Programming Access Databases

Programming Access Databases

In this chapter

  • Learning about database programming.

  • Getting your projects and system set up to program databases.

  • Opening data in a recordset.

  • Accessing recordset data.

  • Navigating, finding, editing, adding, and deleting records.

  • Retrieving data into an Excel worksheet.

In the past few chapters, you've learned about the objects, properties, and methods associated with Word, Excel, and PowerPoint. You've seen that it's possible to manipulate these objects to automate routine tasks and gain an unprecedented amount of control over these programs.

In this chapter, you'll see that using VBA with Access is quite a bit different because you won't learn anything about Access objects. Yes, Access does have an Application object, and there's a whole hierarchy of objects for things like forms and reports. However, it's a rare that a VBA programmer ever has to manipulate Access using these objects. Instead, what Access programmers really want to get their hands on is the data contained in Access tables and queries.
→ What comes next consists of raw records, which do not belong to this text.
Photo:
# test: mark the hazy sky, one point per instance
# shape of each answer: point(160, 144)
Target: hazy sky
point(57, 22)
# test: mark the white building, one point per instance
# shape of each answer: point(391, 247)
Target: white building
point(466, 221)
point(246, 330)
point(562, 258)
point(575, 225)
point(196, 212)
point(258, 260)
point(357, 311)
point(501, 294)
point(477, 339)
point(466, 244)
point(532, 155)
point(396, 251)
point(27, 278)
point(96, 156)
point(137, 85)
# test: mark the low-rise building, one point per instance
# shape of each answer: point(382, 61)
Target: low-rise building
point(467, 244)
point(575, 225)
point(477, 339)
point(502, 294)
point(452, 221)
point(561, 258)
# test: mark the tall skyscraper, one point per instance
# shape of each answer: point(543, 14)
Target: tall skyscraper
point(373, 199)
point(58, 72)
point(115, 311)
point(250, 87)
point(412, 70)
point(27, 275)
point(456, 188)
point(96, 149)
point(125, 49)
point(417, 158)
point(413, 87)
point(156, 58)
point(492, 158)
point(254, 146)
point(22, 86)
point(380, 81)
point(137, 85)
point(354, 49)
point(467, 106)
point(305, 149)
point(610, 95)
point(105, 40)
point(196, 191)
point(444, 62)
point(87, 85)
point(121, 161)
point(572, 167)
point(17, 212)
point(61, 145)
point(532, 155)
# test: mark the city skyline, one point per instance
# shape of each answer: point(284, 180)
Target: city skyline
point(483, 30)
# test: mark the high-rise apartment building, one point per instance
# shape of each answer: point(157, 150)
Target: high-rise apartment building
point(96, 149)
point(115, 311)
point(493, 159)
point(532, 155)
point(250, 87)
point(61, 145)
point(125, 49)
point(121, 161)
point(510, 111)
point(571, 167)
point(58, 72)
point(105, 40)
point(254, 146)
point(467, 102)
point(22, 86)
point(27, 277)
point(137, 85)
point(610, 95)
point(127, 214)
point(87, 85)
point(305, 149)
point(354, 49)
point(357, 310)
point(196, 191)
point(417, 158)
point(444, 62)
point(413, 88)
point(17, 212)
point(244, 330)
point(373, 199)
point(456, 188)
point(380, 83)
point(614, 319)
The secret to doing this is that database info is accessed using an entirely different object hierarchy altogether. It's called ActiveX Data Objects (ADO) and it's the link between your Access VBA programs and the databases, tables, and queries you want to work with. The amazing thing about all of this is that you can use ADO to work with Access databases from other Office applications. For example, you could use ADO programming to grab data from an Access table and insert it into an Excel range. This chapter takes you through the basics of using ADO to access and work with Access databases.